Um núcleo dedicado ao estudo e desenvolvimento de pesquisa sobre a cadeia produtiva de edificações penais, focando a qualidade, racionalização e sustentabilidade de processos e produtos. Este núcleo integra linhas e trabalhos de pesquisa, ensino e extensão, que são pertinentes ao projeto proposto e existentes na Faculdade de arquitetura e urbanismo - FAU/UnB, no Centro de desenvolvimento sustentável – CDS/UnB, na Faculdade UnB do Gama, Faculdade de Tecnologia –  FT/UnB, entre outros.

Este projeto possui abrangência nacional, tendo como beneficiários: a Universidade de Brasília, entre outras universidades; a cadeia produtiva de edificações penais; a cadeia produtiva da indústria da construção; os usuários de edificações penais; os pesquisadores e profissionais nas áreas pertinentes ao projeto; os alunos de pós-graduação e graduação da UnB; entre outros.

O resgate de uma arquitetura ajustada aos objetivos da pena não se restringe às questões recorrentes de segurança e custo de construção, mas atinge necessariamente a correta aplicação da pena e o respeito à condição humana na prisão. Os estudos realizados no Nuesp indicam ser possível conciliar estes aspectos em um projeto arquitetônico. Para tanto, as pesquisas em andamento propõem a consideração das demandas dos usuários da edificação e dos custos de operação na elaboração dos projetos de estabelecimentos penais, entre outras providencias. Estes novos projetos podem melhorar substancialmente a condição das pessoas inseridas na prisão, mantendo a segurança e sem um acréscimo excessivo no valor da obra. Este incremento no custo de construção pode ser compensado por uma redução nos custos operacionais, principalmente com pessoal, mas também envolvendo o consumo de serviços de abastecimento e destinação de resíduos (água, luz etc).

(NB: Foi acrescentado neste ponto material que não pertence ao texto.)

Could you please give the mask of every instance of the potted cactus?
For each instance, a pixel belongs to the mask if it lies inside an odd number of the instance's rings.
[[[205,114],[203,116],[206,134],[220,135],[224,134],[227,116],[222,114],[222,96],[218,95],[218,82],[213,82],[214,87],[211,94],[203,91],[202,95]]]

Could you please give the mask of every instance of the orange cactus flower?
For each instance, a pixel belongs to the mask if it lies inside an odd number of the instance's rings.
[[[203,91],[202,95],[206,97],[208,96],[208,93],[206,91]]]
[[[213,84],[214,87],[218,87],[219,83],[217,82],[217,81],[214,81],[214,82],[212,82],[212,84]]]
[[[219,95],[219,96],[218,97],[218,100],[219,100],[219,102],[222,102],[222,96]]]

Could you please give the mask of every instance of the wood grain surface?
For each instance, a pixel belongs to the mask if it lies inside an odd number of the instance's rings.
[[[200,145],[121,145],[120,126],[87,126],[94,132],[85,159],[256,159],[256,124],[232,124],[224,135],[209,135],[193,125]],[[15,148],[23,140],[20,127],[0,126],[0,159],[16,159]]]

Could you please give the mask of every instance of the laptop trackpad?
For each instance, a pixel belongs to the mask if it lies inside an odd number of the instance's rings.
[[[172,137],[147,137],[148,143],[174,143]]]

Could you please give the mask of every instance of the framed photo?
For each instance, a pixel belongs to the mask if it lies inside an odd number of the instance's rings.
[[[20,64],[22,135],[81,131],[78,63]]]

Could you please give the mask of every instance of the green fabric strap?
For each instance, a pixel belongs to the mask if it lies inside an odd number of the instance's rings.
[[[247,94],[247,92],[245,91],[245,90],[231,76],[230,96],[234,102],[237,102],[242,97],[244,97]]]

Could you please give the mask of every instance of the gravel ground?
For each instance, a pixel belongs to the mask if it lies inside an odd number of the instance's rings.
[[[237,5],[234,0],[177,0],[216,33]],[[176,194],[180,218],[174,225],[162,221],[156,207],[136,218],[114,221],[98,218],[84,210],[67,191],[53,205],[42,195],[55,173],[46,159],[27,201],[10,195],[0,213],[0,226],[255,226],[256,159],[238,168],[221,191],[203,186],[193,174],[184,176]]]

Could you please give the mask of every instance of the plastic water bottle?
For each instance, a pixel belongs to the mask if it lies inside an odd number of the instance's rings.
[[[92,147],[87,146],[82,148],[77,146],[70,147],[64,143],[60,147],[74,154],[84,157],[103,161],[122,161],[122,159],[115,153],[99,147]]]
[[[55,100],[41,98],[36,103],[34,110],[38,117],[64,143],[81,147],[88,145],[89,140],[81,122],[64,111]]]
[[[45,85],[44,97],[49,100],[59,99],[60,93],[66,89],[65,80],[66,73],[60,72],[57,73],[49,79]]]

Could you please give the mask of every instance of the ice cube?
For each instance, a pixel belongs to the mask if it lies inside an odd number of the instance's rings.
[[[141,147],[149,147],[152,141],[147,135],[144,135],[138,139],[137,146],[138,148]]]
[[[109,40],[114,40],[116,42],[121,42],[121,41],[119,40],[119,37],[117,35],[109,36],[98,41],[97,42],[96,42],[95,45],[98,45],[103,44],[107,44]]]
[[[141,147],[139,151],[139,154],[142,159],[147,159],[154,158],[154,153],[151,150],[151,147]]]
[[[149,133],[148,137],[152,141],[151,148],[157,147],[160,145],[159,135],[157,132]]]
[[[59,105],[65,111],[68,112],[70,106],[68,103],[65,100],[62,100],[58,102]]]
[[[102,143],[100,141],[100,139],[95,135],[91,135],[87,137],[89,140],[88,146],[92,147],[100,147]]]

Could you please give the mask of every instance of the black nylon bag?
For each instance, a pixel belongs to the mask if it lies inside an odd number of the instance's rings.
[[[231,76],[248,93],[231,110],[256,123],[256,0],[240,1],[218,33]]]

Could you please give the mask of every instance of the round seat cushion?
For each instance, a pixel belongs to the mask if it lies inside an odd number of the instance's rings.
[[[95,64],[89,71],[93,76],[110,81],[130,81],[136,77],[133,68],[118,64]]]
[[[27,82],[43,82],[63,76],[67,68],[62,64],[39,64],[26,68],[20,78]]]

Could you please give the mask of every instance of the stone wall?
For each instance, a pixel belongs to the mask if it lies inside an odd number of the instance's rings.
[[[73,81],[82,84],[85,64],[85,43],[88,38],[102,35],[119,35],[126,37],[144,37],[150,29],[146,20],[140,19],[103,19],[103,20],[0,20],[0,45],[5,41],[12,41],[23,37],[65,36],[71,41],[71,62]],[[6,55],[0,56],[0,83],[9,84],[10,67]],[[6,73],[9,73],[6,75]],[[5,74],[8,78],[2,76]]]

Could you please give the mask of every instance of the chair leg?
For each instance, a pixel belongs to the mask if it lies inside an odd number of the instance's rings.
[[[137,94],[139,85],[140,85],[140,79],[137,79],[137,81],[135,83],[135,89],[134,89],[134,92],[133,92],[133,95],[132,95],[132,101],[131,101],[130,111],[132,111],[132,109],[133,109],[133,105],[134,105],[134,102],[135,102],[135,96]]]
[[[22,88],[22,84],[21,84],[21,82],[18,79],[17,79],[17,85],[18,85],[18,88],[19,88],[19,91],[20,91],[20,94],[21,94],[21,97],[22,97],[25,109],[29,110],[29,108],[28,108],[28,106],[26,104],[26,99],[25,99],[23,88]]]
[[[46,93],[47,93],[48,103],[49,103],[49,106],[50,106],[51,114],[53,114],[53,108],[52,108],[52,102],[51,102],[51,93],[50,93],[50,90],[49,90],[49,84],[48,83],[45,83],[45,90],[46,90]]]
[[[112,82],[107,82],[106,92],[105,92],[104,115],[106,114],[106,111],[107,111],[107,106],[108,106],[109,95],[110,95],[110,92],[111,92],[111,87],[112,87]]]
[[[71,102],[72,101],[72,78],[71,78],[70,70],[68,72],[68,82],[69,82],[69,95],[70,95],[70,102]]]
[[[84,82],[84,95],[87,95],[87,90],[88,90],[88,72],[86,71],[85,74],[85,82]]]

A proposta em torno do projeto arquitetônico é um exemplo do que é vislumbrado pelo Nuesp para a consolidação da arquitetura penal no país que ainda abarca outros itens, tais como:

a) O reconhecimento da arquitetura como agente para uma melhoria do sistema penal;

b) A interdisciplinaridade da arquitetura com as ciências penalógicas, os gestores públicos e os representantes do sistema penal;

c) O fomento da inovação na cadeia produtiva da edificação penal (criação do Sistema Nacional de Inovação e do Sistema Nacional de Aprendizado no campo da arquitetura penal);

d) A concepção de normas de desempenho para a edificação penal;

e) O desenvolvimento de tecnologias de projeto para os diferentes tipos de estabelecimentos penais;

f) A elaboração de padrões e sistemas arquitetônicos para a produção projetual;

g) A abrangência da sustentabilidade (água, energia, resíduo e bem estar);

h) O aproveitamento de presos no processo produtivo da edificação penal, gerando postos de trabalho e promovendo a profissionalização;

i) O desenvolvimento de soluções construtivas e espaciais em termos da segurança, da operação e da humanização do mesmo;

j) A realização de cursos de aperfeiçoamento de projetistas do setor prisional;

k) O treinamento de gestores para a operação de unidades prisionais do ponto de vista da edificação (criação de guias de gestão de edificações penais).